Il dibattito, insomma, ha sormontato ormai lo scoglio di posizioni nettamente contrapposte e si articola in riferimento ad uno spettro di possibili combinazioni tra vincoli neurofisiologici e libertà psicologica. Lo spettro riconosce comunque una cesura al di qua della quale prevale il riferimento ai vincoli e al di là quello al potere decisionale dell’io.

Il problema del libero arbitrio è di antica data ed è stato affrontato, direttamente o indirettamente, da quasi tutti i filosofi che si sono succeduti nel corso del tempo. La sua assunzione sotto l’egida della neurobiologia è piuttosto recente.

Quest’articolo mira a valutare il reale apporto della neurobiologia non già alla soluzione (di là da venire), ma alla chiarificazione del problema.

Il sasso nello stagno è stato lanciato da Dawkins che, nel suo libro più famoso (Il gene egoista), ha affermato letteralmente: “noi siamo macchine per la sopravvivenza, ciechi robot programmati al solo scopo di trasmettere le egoiste molecole note come geni.” Al determinismo genetico si è poi associato di recente un determinismo neuronale o neurogenetico, che Crick ha espresso attraverso un aforisma divenuto immediatamente famoso e che suona: “Non sei altro che un ammasso di neuroni.”

Il radicalismo di queste affermazioni non deve ingannare. Entrambi gli autori concedono qualche valore alla libertà. Nel passo conclusivo del suo libro, Dawkins sostiene che “soltanto noi abbiamo il potere di ribellarci contro la tirannia delle nostre potenti molecole riproduttive.” Crick, addirittura, a conclusione del L’ipotesi sorprendente, identifica il Libero arbitrio in un’area cerebrale nota come “solco cingolato anteriore”. E’ evidente che, per sfuggire all’accusa di essere rozzi deterministi, sia Dawkins che Crick cadono in contraddizione. Se non siamo altro che vettori, robot  ciechi programmati per trasmettere i nostri geni egoisti, da dove viene il potere di ribellarci? Come può, poi, un’area del cervello, organizzata come le altre che ci determinano, preservare il libero arbitrio?

2.

Sulla sponda opposta, si situa Steven Rose, che merita una lunga citazione tratta dalla relazione che ha presentato a gennaio nell’ambito del Festival tenutosi a Roma sulle scienze della mente (intitolato appunto Sconfinata Mente):

“L’”uman agency”, la capacità dell’uomo di agire liberamente, è qualcosa che ha a che vedere con l’autonomia di poter compiere azioni in quanto persona, non in quanto robot, e le azioni di quella persona non sono riducibili alle proprietà di un ammasso di neuroni. Non si tratta qui di un dibattito tra laici e religiosi o tra neurobiologi e filosofi; è perché abbiamo la capacità di agire liberamente che siamo considerati responsabili delle nostre azioni, sia in senso morale sia in senso legale.

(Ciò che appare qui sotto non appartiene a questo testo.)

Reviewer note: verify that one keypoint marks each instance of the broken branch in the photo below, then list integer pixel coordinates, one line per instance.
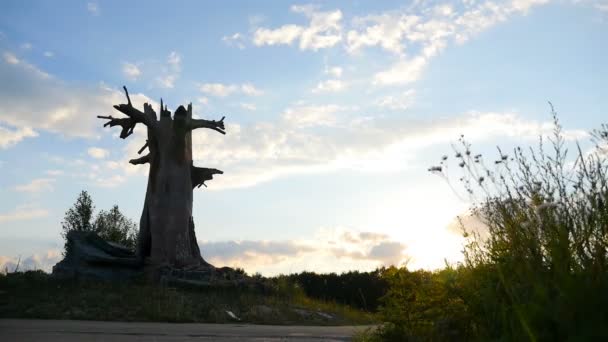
(143, 148)
(200, 175)
(217, 126)
(142, 160)
(127, 124)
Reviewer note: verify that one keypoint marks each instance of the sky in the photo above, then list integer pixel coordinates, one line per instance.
(334, 112)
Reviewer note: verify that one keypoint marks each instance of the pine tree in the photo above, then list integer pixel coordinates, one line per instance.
(80, 215)
(113, 226)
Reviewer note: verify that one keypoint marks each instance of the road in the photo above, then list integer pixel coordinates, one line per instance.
(71, 331)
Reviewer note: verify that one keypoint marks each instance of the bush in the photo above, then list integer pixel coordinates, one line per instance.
(536, 271)
(110, 225)
(113, 226)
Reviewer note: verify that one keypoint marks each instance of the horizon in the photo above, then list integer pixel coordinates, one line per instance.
(334, 113)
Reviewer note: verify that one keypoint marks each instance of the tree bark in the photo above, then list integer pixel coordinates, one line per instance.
(166, 235)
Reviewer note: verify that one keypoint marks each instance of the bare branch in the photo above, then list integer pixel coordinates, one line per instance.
(141, 160)
(127, 124)
(134, 113)
(217, 126)
(127, 93)
(143, 148)
(200, 175)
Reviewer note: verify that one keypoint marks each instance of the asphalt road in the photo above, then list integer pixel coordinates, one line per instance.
(71, 331)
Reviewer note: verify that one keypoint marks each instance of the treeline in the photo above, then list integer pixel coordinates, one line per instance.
(111, 225)
(361, 290)
(537, 271)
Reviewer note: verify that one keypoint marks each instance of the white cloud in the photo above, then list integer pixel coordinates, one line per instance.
(248, 106)
(235, 39)
(175, 60)
(167, 81)
(329, 86)
(54, 173)
(251, 90)
(300, 143)
(9, 138)
(223, 90)
(306, 116)
(171, 71)
(324, 30)
(398, 102)
(403, 72)
(131, 71)
(334, 71)
(330, 250)
(32, 99)
(93, 8)
(37, 185)
(38, 261)
(10, 58)
(218, 89)
(22, 214)
(98, 153)
(283, 35)
(417, 34)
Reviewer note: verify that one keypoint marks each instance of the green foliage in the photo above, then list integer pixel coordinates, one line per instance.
(361, 290)
(537, 271)
(80, 215)
(35, 294)
(113, 226)
(110, 225)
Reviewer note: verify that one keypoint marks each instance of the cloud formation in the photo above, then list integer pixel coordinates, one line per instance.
(223, 90)
(338, 248)
(324, 30)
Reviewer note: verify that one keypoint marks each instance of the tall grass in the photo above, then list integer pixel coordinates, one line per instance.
(537, 271)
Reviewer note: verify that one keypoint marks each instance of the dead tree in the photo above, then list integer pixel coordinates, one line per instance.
(166, 228)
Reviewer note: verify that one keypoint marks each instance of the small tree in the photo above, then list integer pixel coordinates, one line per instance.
(113, 226)
(80, 215)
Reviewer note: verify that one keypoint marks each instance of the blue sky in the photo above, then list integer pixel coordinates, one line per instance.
(334, 111)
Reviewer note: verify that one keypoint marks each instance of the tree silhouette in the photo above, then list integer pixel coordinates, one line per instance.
(166, 229)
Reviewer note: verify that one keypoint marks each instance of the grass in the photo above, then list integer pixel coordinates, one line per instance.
(536, 271)
(35, 294)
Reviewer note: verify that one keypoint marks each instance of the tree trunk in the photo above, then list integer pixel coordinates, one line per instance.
(166, 235)
(167, 231)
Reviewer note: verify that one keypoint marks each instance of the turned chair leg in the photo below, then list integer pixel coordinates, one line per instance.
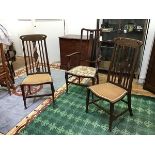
(97, 77)
(66, 78)
(52, 89)
(129, 104)
(23, 94)
(111, 116)
(87, 100)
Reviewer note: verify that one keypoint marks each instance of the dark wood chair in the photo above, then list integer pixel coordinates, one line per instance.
(119, 79)
(5, 78)
(80, 68)
(37, 65)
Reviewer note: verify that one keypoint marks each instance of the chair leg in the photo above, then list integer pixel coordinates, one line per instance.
(129, 104)
(23, 94)
(111, 116)
(8, 86)
(97, 78)
(53, 90)
(29, 87)
(87, 100)
(66, 78)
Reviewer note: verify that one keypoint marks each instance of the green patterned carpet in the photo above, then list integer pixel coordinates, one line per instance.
(70, 118)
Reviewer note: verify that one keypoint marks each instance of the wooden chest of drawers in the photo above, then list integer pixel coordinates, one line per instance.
(70, 44)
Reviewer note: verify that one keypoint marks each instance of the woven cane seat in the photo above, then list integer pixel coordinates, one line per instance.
(37, 79)
(108, 91)
(83, 71)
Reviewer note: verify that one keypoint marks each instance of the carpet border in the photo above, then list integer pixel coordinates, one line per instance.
(39, 108)
(30, 117)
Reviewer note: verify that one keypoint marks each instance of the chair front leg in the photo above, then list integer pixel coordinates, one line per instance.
(52, 89)
(97, 78)
(129, 104)
(111, 116)
(23, 94)
(87, 99)
(66, 78)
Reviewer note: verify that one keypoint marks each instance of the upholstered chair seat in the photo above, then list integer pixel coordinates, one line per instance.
(37, 79)
(83, 71)
(108, 91)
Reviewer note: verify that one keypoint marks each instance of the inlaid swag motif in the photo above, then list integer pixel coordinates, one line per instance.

Pertanto non deve stupire che è proprio nell’ambito della giurisprudenza che i recenti progressi neuroscientifici sono presi quanto mai seriamente. Il sistema legale si è sempre domandato con perplessità se un individuo ritenuto colpevole di un reato abbia agito mens rea –con sanità di mente e in modo intenzionale – o se sia stato afflitto da qualche particolare coercizione interna o esterna, che ne ha inficiato la responsabilità.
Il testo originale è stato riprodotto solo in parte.